Estar sentado en la tercera fila, entre familiares y amigos de la compañía, fue motivo de más satisfacción todavía. A un lado tenía al director artístico, y a la esposa del productor al otro. Le invitaron a ir a tomar una copa con ellos durante el descanso. Escuchó cómo hablaban de teatro, aunque pocas veces se sintió lo bastante seguro para dar su opinión. Al parecer, daba igual, pues cada uno mantenía puntos de vista inflexibles sobre todo, desde la interpretación de Davenport hasta por qué se representaban tantos musicales en el West End. Por lo visto, Danny solo tenía una cosa en común con la gente de la farándula: ninguno de ellos parecía saber cuál sería su siguiente trabajo.

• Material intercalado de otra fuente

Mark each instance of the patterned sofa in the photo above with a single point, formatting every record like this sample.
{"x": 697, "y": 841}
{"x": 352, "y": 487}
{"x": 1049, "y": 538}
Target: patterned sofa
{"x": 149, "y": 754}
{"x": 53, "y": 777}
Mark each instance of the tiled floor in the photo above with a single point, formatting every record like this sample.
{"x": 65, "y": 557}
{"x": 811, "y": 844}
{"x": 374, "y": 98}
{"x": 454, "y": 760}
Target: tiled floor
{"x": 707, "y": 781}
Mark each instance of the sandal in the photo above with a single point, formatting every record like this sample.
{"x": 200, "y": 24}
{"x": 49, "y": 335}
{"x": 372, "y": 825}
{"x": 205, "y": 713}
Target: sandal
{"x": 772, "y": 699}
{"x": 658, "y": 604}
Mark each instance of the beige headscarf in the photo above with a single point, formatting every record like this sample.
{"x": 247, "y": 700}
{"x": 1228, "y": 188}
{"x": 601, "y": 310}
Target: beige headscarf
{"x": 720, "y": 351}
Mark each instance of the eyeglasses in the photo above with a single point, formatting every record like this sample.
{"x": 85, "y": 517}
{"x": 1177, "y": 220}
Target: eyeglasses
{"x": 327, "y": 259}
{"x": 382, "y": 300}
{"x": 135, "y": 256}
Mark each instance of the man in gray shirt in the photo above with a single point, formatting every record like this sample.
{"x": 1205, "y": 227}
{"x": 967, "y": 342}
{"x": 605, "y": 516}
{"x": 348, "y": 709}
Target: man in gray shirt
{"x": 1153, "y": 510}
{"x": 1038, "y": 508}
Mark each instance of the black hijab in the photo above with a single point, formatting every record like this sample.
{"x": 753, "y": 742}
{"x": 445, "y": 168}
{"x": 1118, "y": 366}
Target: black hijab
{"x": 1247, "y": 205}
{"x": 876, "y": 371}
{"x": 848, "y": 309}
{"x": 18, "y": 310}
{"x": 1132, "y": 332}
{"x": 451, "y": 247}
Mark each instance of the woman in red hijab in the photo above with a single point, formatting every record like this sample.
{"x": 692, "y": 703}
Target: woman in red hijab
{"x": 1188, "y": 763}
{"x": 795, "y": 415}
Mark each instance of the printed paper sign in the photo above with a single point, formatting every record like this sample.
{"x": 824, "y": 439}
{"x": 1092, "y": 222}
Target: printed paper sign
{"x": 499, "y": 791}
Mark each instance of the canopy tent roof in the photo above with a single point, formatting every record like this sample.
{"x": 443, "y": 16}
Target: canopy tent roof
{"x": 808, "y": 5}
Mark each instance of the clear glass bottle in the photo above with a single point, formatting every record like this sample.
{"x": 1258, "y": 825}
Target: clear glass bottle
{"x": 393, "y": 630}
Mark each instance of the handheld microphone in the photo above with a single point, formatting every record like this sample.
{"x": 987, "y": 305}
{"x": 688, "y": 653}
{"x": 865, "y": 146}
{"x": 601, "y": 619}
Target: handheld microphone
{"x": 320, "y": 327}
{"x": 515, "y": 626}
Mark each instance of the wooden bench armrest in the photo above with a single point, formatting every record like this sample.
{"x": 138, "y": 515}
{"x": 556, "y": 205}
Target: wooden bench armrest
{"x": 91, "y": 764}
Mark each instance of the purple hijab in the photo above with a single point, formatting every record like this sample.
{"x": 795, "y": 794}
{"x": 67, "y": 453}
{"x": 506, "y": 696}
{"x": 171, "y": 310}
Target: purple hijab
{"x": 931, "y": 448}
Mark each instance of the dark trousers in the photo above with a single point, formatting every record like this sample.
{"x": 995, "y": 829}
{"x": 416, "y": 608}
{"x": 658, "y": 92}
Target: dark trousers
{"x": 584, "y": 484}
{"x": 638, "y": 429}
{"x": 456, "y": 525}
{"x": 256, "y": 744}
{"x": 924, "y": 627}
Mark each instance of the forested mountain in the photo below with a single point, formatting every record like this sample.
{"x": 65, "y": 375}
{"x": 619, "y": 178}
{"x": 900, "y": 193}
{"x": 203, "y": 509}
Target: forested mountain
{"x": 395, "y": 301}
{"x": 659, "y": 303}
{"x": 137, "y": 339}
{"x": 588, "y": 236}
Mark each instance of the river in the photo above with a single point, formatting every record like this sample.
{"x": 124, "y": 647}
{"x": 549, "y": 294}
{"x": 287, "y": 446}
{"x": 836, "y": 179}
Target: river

Después de que Davenport hubiera salido a saludar en incontables ocasiones, el público fue desalojando poco a poco el teatro. Como la noche era despejada, Danny decidió ir a pie al Dorchester. El ejercicio le sentaría bien; además, no podía permitirse gastar en un taxi.

Empezó a caminar hacia Piccadilly Circus, cuando una voz detrás de él dijo: «¿Sir Nicholas?». Se volvió y vio al encargado de la taquilla, que le saludaba con una mano, mientras con la otra mantenía abierta la puerta de un taxi.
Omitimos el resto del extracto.